A naive method would be to simply merge the parameter samples of the n sub-posteriors (assuming equal number of samples). However I think this seems to simple to be true (and some reweighting might be required?)


See here: https://arxiv.org/abs/1502.01510.
An intuitive idea that came to mind is that with any Bayesian method using a subset of data will result in posteriors that are wider than they should be.


Thanks, I have to read the paper. While skimming it I was wondering whether this is actually what I was referring to, since I wasn’t suggesting to use the posterior from MCMC over a data from a single sub-sample (or varying sub-sample of fixed size within MCMC) but rather combining (in some clever way) all the sub-posteriors from the different MCMCs done on sub-samples that partition the entire data. My hope was that the problem that each sub-posterior on its own might not be representative would in some sense me compensated by combining the sub-posteriors… But as I said maybe the paper covers this; I have to read it carefully…

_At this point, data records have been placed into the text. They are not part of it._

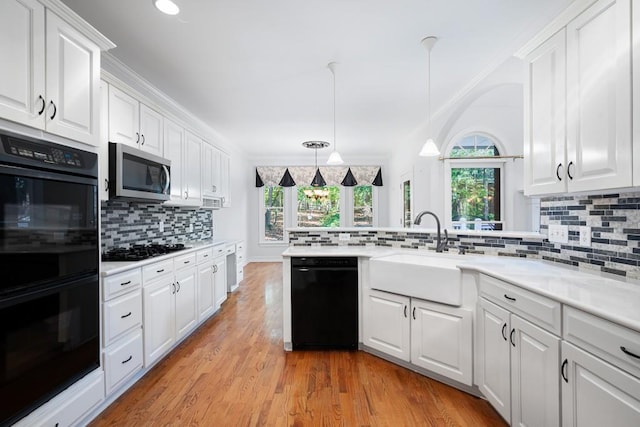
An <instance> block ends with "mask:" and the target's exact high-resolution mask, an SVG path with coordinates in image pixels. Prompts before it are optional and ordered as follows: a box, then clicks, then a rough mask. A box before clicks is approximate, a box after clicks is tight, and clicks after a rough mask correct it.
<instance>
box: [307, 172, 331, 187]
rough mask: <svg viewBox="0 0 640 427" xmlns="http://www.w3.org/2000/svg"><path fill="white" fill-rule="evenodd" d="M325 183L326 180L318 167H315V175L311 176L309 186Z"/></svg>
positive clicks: (314, 186) (317, 185)
mask: <svg viewBox="0 0 640 427" xmlns="http://www.w3.org/2000/svg"><path fill="white" fill-rule="evenodd" d="M326 185H327V182H326V181H325V180H324V178H323V177H322V174H321V173H320V169H316V175H315V176H314V177H313V181H311V186H312V187H325V186H326Z"/></svg>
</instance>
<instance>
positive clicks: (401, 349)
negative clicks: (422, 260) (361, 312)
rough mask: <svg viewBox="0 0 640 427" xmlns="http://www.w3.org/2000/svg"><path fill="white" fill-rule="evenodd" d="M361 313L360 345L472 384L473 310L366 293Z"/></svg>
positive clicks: (419, 301)
mask: <svg viewBox="0 0 640 427" xmlns="http://www.w3.org/2000/svg"><path fill="white" fill-rule="evenodd" d="M363 311H364V319H363V321H364V328H363V333H364V339H363V341H364V344H365V345H367V346H368V347H370V348H373V349H375V350H378V351H381V352H383V353H385V354H387V355H390V356H393V357H396V358H398V359H401V360H403V361H406V362H411V363H412V364H414V365H416V366H419V367H421V368H424V369H427V370H429V371H431V372H434V373H437V374H440V375H442V376H444V377H447V378H450V379H452V380H455V381H457V382H460V383H462V384H466V385H471V383H472V341H473V333H472V332H473V311H472V310H469V309H467V308H464V307H452V306H447V305H444V304H437V303H433V302H430V301H424V300H420V299H416V298H410V297H407V296H403V295H396V294H392V293H388V292H382V291H376V290H370V291H369V292H368V295H367V296H366V301H365V302H364V307H363Z"/></svg>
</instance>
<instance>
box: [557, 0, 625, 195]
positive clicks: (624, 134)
mask: <svg viewBox="0 0 640 427" xmlns="http://www.w3.org/2000/svg"><path fill="white" fill-rule="evenodd" d="M630 40H631V1H630V0H599V1H598V2H596V3H595V4H594V5H593V6H591V7H590V8H589V9H587V10H586V11H585V12H583V13H582V14H580V15H579V16H578V17H577V18H576V19H574V20H573V21H571V22H570V23H569V25H567V100H568V105H569V108H568V109H567V124H568V126H567V160H568V162H569V163H567V176H568V177H569V190H570V191H588V190H598V189H607V188H617V187H628V186H631V184H632V180H631V167H632V156H631V49H630Z"/></svg>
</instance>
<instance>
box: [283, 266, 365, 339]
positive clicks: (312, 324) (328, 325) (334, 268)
mask: <svg viewBox="0 0 640 427" xmlns="http://www.w3.org/2000/svg"><path fill="white" fill-rule="evenodd" d="M291 333H292V345H293V349H294V350H304V349H307V350H357V349H358V259H357V258H354V257H300V258H298V257H294V258H291Z"/></svg>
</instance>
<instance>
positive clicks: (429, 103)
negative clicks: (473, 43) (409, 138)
mask: <svg viewBox="0 0 640 427" xmlns="http://www.w3.org/2000/svg"><path fill="white" fill-rule="evenodd" d="M437 41H438V38H437V37H435V36H429V37H425V38H424V39H422V45H423V46H424V47H425V48H426V49H427V52H428V57H429V63H428V71H429V75H428V77H427V96H428V100H427V141H426V142H425V143H424V145H423V146H422V149H421V150H420V154H419V155H420V156H422V157H435V156H439V155H440V150H438V147H437V146H436V143H435V141H434V140H433V138H432V135H431V49H433V45H435V44H436V42H437Z"/></svg>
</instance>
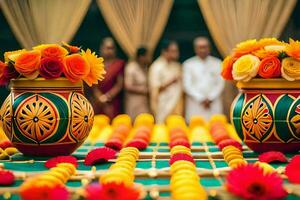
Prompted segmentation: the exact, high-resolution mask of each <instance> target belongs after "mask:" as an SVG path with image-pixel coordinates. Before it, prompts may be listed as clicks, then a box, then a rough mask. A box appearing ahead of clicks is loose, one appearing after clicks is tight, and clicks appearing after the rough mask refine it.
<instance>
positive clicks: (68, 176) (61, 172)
mask: <svg viewBox="0 0 300 200" xmlns="http://www.w3.org/2000/svg"><path fill="white" fill-rule="evenodd" d="M49 172H50V173H52V172H53V173H54V174H55V173H59V174H62V175H63V177H65V179H66V181H67V180H68V179H69V178H70V176H71V174H70V173H69V171H68V170H66V169H63V168H59V167H53V168H51V169H50V171H49Z"/></svg>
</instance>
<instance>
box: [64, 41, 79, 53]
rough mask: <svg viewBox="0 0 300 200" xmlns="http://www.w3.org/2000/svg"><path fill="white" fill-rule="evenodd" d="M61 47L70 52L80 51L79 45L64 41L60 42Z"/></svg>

I agree that the paper discusses a different type of sub-sampling than you were describing. From page three of the paper:

The performance of any such subsampling method depends
critically on the details of the implementation
and the structure of the data itself. Here I consider
the performance of two immediate implementations,
one based on subsampling the data in between Hamiltonian
trajectories and one based on subsampling the
data within a single trajectory. Unfortunately, the performance
of both methods leaves much to be desired.


I think the paper Expectation propagation as a way of life: A framework for Bayesian inference on partitioned data answers many of your questions.